Des quartiers de Nouméa hors de contrôle  

Situation plus calme» : les autorités françaises se sont réjouies hier d'un recul des violences en Nouvelle-Calédonie désormais sous état d'urgence, même si certains quartiers de Nouméa restaient hors de contrôle, au cinquième jour des émeutes contre une réforme électorale dans cet archipel français du Pacifique sud. «L'état d'urgence a permis, pour la première fois depuis lundi, de retrouver une situation plus calme et apaisée dans le grand Nouméa», la capitale de l'archipel, «malgré les incendies d'une école et de deux entreprises», s'est félicité le représentant de l'Etat dans ce territoire colonisé par la France au XIXe siècle. Depuis lundi, ces violences, les plus graves survenues en Nouvelle-Calédonie depuis la fin des années 1980, ont fait 5 morts, dont deux gendarmes, et des centaines de blessés. La crise a débuté par une mobilisation indépendantiste contre une réforme constitutionnelle du collège électoral, rejetée par les représentants du peuple autochtone kanak.   Le haut-commissaire de la République, Louis Le Franc, a concédé que trois quartiers défavorisés de la plus grande agglomération du territoire, en majorité peuplés de Kanak, restaient aux mains de «centaines d'émeutiers».   Les émeutes, qui ont essentiellement touché l'agglomération de Nouméa, ont déjà causé pour 200 millions d'euros de dégâts, selon des estimations locales.
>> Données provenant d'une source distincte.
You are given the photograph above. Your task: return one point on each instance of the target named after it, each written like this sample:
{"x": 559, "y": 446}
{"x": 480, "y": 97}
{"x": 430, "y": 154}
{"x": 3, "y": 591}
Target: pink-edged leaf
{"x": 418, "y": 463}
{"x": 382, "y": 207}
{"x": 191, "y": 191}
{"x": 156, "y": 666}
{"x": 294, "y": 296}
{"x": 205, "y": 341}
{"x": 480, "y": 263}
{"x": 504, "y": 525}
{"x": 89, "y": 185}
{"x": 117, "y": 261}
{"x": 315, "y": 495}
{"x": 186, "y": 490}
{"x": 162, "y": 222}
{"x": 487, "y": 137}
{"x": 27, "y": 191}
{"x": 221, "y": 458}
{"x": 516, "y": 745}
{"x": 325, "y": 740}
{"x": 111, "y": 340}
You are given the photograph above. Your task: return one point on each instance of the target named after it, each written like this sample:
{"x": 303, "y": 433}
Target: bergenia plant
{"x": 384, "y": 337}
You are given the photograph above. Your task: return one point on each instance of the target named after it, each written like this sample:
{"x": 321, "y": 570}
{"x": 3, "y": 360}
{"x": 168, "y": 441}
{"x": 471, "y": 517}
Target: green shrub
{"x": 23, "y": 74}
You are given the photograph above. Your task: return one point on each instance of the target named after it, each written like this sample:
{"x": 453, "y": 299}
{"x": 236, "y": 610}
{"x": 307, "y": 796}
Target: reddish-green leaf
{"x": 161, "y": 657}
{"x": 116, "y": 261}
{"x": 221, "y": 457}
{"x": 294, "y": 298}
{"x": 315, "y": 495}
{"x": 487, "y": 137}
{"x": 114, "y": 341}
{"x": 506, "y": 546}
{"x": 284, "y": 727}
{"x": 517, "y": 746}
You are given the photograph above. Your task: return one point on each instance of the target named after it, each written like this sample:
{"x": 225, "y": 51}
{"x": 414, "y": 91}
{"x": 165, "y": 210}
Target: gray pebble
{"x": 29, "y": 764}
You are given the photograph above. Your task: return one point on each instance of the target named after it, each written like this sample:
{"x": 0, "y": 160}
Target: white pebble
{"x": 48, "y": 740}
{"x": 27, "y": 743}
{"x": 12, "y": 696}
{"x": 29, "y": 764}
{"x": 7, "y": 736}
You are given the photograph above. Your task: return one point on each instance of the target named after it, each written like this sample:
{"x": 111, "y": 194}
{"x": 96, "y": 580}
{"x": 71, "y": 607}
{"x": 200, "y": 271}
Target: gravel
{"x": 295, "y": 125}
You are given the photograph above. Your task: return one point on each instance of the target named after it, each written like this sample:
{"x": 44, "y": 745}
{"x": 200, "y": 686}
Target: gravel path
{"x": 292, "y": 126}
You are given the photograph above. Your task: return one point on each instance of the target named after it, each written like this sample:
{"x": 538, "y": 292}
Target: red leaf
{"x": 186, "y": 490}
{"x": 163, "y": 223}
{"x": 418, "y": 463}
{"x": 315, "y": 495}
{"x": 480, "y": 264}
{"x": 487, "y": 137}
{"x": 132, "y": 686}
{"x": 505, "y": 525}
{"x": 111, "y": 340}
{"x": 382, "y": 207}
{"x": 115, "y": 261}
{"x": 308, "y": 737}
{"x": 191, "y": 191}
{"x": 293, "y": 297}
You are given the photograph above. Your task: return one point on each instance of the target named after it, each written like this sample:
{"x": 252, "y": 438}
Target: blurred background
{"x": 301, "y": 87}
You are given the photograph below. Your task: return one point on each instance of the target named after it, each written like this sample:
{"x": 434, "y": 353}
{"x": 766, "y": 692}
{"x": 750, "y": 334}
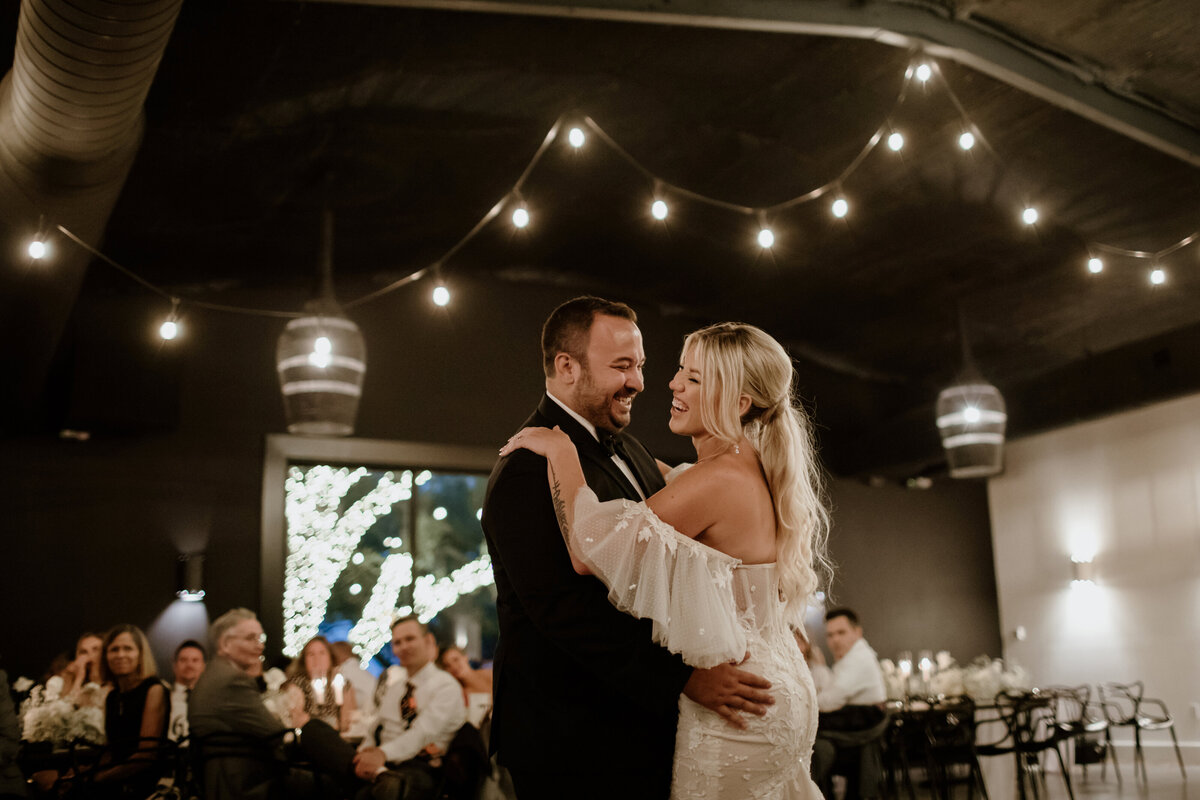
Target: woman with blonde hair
{"x": 723, "y": 560}
{"x": 311, "y": 685}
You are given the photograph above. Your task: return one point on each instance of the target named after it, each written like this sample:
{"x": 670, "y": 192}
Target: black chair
{"x": 1127, "y": 707}
{"x": 949, "y": 743}
{"x": 1086, "y": 726}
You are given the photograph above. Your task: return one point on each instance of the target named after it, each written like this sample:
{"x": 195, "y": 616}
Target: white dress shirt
{"x": 439, "y": 714}
{"x": 361, "y": 683}
{"x": 855, "y": 680}
{"x": 627, "y": 470}
{"x": 177, "y": 726}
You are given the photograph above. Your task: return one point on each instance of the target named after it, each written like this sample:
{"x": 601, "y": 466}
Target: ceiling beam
{"x": 973, "y": 43}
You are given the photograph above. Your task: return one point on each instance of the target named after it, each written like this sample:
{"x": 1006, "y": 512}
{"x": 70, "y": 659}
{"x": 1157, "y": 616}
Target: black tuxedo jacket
{"x": 579, "y": 686}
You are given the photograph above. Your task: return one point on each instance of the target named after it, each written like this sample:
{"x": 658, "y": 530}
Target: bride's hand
{"x": 544, "y": 441}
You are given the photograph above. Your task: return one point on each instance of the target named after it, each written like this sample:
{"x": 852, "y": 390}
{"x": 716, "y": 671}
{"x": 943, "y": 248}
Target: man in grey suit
{"x": 227, "y": 705}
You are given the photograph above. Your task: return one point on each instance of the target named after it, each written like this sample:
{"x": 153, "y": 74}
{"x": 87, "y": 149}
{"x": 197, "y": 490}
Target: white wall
{"x": 1126, "y": 488}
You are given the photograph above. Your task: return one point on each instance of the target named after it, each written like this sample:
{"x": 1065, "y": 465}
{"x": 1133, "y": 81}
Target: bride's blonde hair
{"x": 737, "y": 359}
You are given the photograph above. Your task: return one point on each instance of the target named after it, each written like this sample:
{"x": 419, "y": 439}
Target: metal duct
{"x": 71, "y": 121}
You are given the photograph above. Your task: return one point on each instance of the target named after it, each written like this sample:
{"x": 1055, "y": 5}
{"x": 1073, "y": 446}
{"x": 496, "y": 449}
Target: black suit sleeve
{"x": 571, "y": 609}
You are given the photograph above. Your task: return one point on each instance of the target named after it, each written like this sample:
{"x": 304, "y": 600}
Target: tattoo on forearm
{"x": 556, "y": 493}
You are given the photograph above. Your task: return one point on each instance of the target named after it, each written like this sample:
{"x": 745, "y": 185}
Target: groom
{"x": 585, "y": 702}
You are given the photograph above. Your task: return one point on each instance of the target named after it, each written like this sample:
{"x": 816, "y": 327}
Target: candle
{"x": 339, "y": 681}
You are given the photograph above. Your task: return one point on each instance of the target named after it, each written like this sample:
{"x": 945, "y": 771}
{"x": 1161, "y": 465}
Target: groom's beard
{"x": 603, "y": 408}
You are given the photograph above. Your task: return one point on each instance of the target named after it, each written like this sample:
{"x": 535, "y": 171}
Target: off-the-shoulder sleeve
{"x": 655, "y": 572}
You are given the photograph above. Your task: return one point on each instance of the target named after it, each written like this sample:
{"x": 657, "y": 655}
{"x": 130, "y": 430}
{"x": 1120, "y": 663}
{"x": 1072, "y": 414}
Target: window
{"x": 357, "y": 533}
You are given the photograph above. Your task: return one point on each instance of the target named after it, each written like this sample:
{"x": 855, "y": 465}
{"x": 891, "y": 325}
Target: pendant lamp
{"x": 971, "y": 420}
{"x": 321, "y": 359}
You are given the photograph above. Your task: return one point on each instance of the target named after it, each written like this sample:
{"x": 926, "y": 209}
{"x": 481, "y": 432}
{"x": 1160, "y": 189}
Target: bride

La réforme constitutionnelle, qui a mis le feu aux poudres, a été adoptée par les députés, après les sénateurs, dans la nuit de mardi à mercredi.  
Ce texte devra encore être voté par les parlementaires réunis en Congrès, sauf si un accord sur un texte global entre indépendantistes et loyalistes intervient avant.  Le texte voté vise à élargir le corps électoral aux élections provinciales, cruciales sur l'archipel. Les partisans de l'indépendance estiment que cette modification risque de réduire leur poids électoral et marginaliser «encore plus le peuple autochtone kanak».R.I.